La violence semble parfois à portée de main… Qui ne s’est jamais senti submergé par la haine face à ce mec qui laisse des espaces se créer dans une file d’attente à la CAF ? Ou face à cet immonde gosse qui joue avec sa nourriture comme pour jouer avec nos nerfs ? Quelque chose, pourtant (c’est heureux), retient notre main. Dans Girls and Boys, le dramaturge et scénariste britannique Dennis Kelly (derrière la géniale série Utopia) nous fait subtilement passer du rire à l’horreur en s’attaquant à l’angle mort de nos pulsions et pensées inavouables : le passage à l’acte.
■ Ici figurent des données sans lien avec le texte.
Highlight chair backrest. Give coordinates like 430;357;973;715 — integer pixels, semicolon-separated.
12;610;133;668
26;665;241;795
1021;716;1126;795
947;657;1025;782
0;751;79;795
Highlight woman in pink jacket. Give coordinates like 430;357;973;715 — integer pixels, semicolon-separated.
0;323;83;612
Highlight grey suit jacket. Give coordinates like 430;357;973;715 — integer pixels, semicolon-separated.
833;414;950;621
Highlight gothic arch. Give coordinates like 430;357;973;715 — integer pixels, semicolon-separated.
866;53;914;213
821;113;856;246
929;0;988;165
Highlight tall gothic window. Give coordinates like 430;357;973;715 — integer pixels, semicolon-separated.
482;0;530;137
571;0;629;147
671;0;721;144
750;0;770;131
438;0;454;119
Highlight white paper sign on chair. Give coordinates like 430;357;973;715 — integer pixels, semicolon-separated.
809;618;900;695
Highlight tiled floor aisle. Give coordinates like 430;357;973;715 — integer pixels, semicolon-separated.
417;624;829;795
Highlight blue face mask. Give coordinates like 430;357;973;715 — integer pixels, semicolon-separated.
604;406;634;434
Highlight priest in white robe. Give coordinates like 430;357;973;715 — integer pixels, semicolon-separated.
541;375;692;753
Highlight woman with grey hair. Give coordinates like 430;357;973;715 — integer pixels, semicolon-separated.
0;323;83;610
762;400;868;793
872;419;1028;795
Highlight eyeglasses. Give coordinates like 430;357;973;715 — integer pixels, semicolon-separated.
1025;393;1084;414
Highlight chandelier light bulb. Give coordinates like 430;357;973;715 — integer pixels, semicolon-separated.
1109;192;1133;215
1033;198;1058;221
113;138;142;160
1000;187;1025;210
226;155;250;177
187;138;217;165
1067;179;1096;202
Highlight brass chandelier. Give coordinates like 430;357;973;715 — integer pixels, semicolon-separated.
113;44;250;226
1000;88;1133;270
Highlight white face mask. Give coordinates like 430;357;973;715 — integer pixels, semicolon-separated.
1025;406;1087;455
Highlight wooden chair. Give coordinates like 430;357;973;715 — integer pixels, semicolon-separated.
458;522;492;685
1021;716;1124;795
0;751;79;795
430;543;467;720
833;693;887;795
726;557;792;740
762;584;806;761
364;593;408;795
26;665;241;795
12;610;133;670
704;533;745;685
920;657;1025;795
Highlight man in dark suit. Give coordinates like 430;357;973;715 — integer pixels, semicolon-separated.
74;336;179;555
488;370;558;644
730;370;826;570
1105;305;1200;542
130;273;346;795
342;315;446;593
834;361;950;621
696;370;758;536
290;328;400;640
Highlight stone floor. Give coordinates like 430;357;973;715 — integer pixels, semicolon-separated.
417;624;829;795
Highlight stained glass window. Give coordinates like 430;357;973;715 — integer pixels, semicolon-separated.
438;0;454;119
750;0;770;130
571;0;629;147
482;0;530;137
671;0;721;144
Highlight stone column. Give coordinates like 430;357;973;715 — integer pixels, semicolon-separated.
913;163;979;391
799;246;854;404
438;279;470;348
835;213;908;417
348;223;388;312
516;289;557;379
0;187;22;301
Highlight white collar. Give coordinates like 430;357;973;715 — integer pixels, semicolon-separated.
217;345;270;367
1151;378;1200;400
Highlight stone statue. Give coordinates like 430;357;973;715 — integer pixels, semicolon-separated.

Et interroge par ce biais certains traits latents de la masculinité.
Mise en scène par Chloé Dabert, la pièce raconte comment la violence la plus inhumaine peut advenir là où personne ne l’attendait, à travers une histoire d’amour en apparence banale. Et malgré sa conclusion éminemment tragique, c’est un des spectacles les plus drôles qu’il nous ait été donné de voir cette année. En un long et savoureux monologue pour une actrice, Dennis Kelly construit avec brio un personnage féminin comme on n’en rencontre encore que trop rarement au théâtre. Un portrait sensible et ultra-contemporain qui retrace sans complaisance la vie d’une jeune femme, de sa truculente période « je me défonce, je baise » jusqu’à son divorce et l’effroyable drame qui suivit. En ressort un personnage caustique et salé, qui n’hésite pas à flirter avec la vulgarité dans un souci de sincérité, se révélant souvent particulièrement « relatable ».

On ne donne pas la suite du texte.